ECLI:NL:RBROT:2024:11548
Rechtbank Rotterdam
- Eerste aanleg - enkelvoudig
- Rechtspraak.nl
Misbruik van recht door eisers leidt tot niet-ontvankelijkheid in beroep tegen weigering dwangsom door college van burgemeester en wethouders
In deze uitspraak van de Rechtbank Rotterdam op 8 november 2024, is het beroep van eisers tegen de weigering van het college van burgemeester en wethouders van de gemeente Rotterdam om een dwangsom te betalen, niet-ontvankelijk verklaard. De rechtbank oordeelt dat er sprake is van misbruik van recht door eisers.
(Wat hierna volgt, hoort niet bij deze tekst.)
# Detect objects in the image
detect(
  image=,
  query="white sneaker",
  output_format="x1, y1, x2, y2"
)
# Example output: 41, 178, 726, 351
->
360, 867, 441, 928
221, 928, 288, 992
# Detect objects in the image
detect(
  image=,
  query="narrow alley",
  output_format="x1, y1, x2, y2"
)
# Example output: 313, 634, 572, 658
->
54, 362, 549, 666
De zaak begon met een aanvraag van eisers op 8 december 2023 voor een uittreksel historische adressen, welke door het college op 24 januari 2024 werd geweigerd. Eisers maakten bezwaar, maar het college bleef bij zijn standpunt. De rechtbank behandelde het beroep op 25 oktober 2024, waarbij de gemachtigde van eisers en het college aanwezig waren.
Eisers voerden aan dat het college ten onrechte geen dwangsom verschuldigd was, omdat het college terugkwam op een eerder besluit. De rechtbank oordeelt echter dat de ingebrekestelling van eisers, die volgde op het niet tijdig beslissen door het college, niet kan leiden tot een dwangsom, omdat het college al had beslist over de aanvragen. De rechtbank verwijst naar eerdere uitspraken van de Afdeling bestuursrechtspraak van de Raad van State, waarin is vastgesteld dat de bevoegdheid om beroep in te stellen niet kan worden ingeroepen indien deze wordt misbruikt.
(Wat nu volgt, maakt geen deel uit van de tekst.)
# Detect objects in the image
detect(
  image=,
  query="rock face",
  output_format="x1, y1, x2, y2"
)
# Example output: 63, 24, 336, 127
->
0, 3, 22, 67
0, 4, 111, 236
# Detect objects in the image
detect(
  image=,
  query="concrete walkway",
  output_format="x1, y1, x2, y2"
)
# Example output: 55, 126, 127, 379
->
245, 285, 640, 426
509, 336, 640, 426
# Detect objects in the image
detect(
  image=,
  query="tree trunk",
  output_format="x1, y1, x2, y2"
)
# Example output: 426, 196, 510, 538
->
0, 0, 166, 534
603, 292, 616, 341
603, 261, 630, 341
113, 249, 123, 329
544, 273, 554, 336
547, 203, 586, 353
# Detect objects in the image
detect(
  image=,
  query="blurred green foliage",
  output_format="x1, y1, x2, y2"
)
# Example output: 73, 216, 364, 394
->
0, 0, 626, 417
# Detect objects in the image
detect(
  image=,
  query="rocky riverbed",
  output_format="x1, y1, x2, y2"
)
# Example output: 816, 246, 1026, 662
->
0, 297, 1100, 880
De rechtbank concludeert dat eisers met hun handelwijze een onevenredig beslag leggen op de rechtbank en dat hun acties gericht zijn op het verkrijgen van dwangsommen, zonder dat er een legitiem procesbelang is. Daarom verklaart de rechtbank eisers niet-ontvankelijk in hun beroep. De uitspraak is openbaar uitgesproken en een afschrift is verzonden aan de betrokken partijen.